Arthegon choisit de se rendre à Lorn, une petite ville sur les terres d’Osimor au bord du lac de Nimu, pour s’y faire couronner. Ce choix, en apparence arbitraire, contraria le clergé aulvarne mais Arthegon insista. Il affirma que le lieu était le berceau qui lui permettrait de renouer véritablement avec ses origines dénélienne. Uthger n’ayant jamais eu de lien particulier ni avec la ville ni avec le lac, on émit l’hypothèse qu’il voulait probablement parler de son père dont personne ne connaissait le nom. Ainsi, c’est dans le lac de Nimu qu’il fut purifié. Au terme de la cérémonie du sacre, on amena la couronne qui n’avait pas été portée depuis la mort du roi Kuertil, ainsi que les deux autres insignes royaux : une épée pour représenter la puissance et la justice royale, et un anneau symbolisant son alliance avec le peuple. Son premier acte en tant que roi fut de renoncer définitivement à son affiliation avec le clan Osimor, renforçant ainsi sa volonté de ne pas devenir pas le meneur d’un clan dominant mais bien le roi de tous les dénéliens. Son deuxième acte fut de dissoudre le Synode d’Aulvarn, dont l’autorité n’avait plus de raison d’être depuis que la dynastie avait été restaurée. Son troisième acte fut de regrouper toutes les terres dénéliennes dans un seul territoire : celui de Larth, l’aube annonciatrice d’un renouveau radieux. Les anciennes terres des clans furent reconvertis en seigneuries à administrer par les anciens chefs de clans, maintenant seigneurs. Pour finir, il annonça la fondation d’un ordre de chevalier royal, qui agirait aussi en tant que bras armé du roi qu’en justicier et médiateur dans toutes les contrées du royaume. C’est ainsi que la dynastie d’Arthegon et sa légende commença.

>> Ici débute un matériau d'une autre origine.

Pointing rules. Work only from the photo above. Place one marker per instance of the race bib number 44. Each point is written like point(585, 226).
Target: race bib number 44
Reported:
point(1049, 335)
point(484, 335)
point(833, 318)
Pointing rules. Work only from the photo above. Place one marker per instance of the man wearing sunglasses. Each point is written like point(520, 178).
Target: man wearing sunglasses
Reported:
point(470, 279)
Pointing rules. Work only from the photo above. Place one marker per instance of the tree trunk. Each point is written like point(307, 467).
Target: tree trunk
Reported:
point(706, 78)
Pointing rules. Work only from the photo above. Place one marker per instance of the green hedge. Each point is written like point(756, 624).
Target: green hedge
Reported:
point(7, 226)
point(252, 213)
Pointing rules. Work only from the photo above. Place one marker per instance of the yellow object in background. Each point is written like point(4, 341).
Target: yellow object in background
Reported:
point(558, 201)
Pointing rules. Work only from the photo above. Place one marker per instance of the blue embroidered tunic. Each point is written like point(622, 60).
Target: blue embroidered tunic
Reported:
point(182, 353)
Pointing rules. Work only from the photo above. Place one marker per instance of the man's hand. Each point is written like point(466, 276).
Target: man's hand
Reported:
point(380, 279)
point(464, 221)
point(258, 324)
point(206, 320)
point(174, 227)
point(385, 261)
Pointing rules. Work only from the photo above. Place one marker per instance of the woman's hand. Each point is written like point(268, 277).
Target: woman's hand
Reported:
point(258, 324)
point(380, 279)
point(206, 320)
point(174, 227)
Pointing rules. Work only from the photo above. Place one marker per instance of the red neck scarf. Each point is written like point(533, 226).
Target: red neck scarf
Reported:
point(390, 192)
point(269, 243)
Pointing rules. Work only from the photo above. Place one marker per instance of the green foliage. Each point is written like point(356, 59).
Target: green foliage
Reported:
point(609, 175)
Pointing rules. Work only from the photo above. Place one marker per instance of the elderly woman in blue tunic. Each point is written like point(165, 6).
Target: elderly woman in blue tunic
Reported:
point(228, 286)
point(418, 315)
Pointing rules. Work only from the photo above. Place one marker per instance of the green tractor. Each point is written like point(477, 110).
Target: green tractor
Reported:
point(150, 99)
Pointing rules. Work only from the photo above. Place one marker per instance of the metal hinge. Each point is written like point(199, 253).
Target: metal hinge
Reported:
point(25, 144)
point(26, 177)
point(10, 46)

Le souverain Arthegon fut un véritable modèle de droiture et de sagesse pour les générations à venir. L’esclavage fut aboli sous son règne, il développa largement les structures militaires et les relations commerciales avec les autres puissances, comme avec la nation naine des Monts Benadhun avec les Accords de Fer en 143 AB. Il put alors faire bâtir des villes et des châteaux tels que Kamlorn, et le royaume devint plus riche et puissant qu’il ne l’avait jamais été. Son règne consolida également le système féodal qui sera reproduit dans la plupart des royaumes par la suite.
Ce développement remarquable attisa les inquiétudes du Sénat d’Aelom’Sehl. Au cours des décennies qui vont suivre, le royaume de Larth deviendra un antagoniste de choix pour les mouvements suprémacistes qui mèneront à la Revendication de la Terre des Ancêtres en 42 AB qui conduira plus tard à la Grande Guerre en 7 AB.